Oskarżeni to właśnie znajomi ofiary. W dniu zbrodni skontaktowali się telefonicznie z Piotrem proponując mu dorywczą pracę. 21-latek niczego nie podejrzewając chętnie się zgodził. Miał być zapasowym kierowcą w intratnym kursie. Cała czwórka pojechała samochodem. W okolicach Bratoszewic skręcili w głąb lasu. Tam zaatakowano studenta.
Jeden z oprawców prysnął mu gazem łzawiącym w twarz, drugi bił go kijem bejsbolowym. Piotr próbował uciekać; po kilkuset metrach sprawcy dogonili go i dalej katowali kijem i kopali po głowie i całym ciele. Bili tak mocno, że kij złamał się; wtedy postanowili dobić ofiarę ciężkim samochodowym kluczem do kół. Konrad Ł. bił po głowie 21-latka. Uderzał z całej siły, dopóki Piotr nie przestał dawać oznak życia. Później oprawcy zasypali go śniegiem i wrócili do domów; spalili poplamione krwią ubrania, telefon komórkowy ofiary i portfel. Uzgodnili też wspólne alibi.

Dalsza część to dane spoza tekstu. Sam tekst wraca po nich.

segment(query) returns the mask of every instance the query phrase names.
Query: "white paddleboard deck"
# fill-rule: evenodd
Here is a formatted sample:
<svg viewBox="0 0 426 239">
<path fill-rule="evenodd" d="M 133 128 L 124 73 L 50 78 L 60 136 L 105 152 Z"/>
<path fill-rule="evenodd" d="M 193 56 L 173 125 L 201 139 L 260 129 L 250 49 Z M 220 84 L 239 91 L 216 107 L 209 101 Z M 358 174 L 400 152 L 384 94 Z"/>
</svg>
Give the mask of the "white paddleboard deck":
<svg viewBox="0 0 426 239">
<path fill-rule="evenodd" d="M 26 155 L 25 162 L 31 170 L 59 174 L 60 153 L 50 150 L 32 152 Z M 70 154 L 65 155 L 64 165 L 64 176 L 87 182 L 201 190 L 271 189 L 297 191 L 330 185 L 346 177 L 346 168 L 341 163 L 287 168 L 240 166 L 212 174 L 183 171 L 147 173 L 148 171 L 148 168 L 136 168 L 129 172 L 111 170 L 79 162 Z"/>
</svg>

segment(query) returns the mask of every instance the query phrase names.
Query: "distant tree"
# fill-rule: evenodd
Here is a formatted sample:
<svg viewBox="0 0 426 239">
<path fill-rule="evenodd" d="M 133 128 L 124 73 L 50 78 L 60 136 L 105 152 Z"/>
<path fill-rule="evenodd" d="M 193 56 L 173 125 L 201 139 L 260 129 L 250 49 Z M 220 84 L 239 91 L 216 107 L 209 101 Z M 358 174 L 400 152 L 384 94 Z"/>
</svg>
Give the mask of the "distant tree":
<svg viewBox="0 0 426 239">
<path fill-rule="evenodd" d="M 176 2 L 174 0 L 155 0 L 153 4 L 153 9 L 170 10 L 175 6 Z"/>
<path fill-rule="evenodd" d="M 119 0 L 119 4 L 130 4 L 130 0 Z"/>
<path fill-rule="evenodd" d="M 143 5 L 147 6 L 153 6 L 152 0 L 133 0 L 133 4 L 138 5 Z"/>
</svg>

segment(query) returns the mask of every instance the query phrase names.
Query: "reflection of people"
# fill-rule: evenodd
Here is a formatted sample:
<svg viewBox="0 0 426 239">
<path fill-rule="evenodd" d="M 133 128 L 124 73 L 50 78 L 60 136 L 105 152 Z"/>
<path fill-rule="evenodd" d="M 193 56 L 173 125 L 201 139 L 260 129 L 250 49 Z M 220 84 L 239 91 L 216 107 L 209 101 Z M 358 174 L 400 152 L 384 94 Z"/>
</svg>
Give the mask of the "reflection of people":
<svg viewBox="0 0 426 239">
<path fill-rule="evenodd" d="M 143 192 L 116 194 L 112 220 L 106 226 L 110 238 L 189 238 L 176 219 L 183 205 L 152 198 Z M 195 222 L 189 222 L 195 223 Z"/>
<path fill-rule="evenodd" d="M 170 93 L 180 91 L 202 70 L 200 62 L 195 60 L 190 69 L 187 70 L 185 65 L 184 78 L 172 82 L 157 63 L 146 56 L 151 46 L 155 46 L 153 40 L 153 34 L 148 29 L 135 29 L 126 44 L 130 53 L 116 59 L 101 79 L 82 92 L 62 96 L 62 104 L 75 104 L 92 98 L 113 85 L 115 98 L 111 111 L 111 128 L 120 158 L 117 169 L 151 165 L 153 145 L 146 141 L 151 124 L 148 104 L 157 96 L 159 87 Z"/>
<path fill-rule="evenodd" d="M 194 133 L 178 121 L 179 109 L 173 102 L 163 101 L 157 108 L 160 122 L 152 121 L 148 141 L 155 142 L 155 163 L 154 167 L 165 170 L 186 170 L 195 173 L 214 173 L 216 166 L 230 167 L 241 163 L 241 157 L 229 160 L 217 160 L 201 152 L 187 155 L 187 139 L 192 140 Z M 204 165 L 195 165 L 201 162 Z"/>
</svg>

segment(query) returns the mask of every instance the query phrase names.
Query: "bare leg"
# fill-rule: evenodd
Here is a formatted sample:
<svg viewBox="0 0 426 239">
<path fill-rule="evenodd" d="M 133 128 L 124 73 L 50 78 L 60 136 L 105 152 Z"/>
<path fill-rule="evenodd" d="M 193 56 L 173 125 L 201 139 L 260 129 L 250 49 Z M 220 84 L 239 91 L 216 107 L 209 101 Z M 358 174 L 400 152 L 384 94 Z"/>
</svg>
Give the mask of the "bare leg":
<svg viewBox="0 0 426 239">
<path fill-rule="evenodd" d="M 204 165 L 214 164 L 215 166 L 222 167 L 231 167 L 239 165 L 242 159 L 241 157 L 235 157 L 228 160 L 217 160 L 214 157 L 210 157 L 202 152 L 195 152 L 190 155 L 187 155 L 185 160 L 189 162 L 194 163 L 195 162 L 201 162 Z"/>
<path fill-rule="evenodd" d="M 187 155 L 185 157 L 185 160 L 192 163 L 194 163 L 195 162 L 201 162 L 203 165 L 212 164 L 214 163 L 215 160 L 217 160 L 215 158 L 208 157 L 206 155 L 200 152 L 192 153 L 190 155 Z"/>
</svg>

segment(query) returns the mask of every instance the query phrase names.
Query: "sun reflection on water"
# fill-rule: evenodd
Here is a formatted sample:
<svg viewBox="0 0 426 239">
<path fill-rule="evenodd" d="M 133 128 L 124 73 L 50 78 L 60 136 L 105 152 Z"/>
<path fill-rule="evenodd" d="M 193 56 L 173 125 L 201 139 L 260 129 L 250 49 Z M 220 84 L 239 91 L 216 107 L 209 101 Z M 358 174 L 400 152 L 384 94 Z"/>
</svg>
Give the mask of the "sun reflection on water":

Zatrzymano ich trzy dni po odkryciu zwłok. Podczas przesłuchań relacjonowali zdarzenia bez żadnych emocji. Zabezpieczono ich odzież, buty i telefony komórkowe. Znaleziono także fragment kija bejsbolowego i klucz samochodowy. Na narzędziach zbrodni i w samochodzie znaleziono ślady krwi i włosów, które jak potwierdziły ekspertyzy DNA - należały do ofiary. Biegli psychiatrzy stwierdzili, że cała trójka była poczytalna w chwili popełniania zbrodni.
Nie udało się ustalić jednoznacznych motywów zabójstwa. Oskarżeni podawali sprzeczne wersje. W ich wyjaśnieniach pojawia się sprawa rzekomego zlecenia zabójstwa od nieznajomego mężczyzny, a także długu - 150 zł - jaki ofiara miała być winna jednemu z mężczyzn.
Zbrodnia wstrząsnęła opinią publiczną; kilka dni po zatrzymaniu sprawców ulicami Głowna w marszu milczenia przeciwko przemocy przeszło tysiąc osób.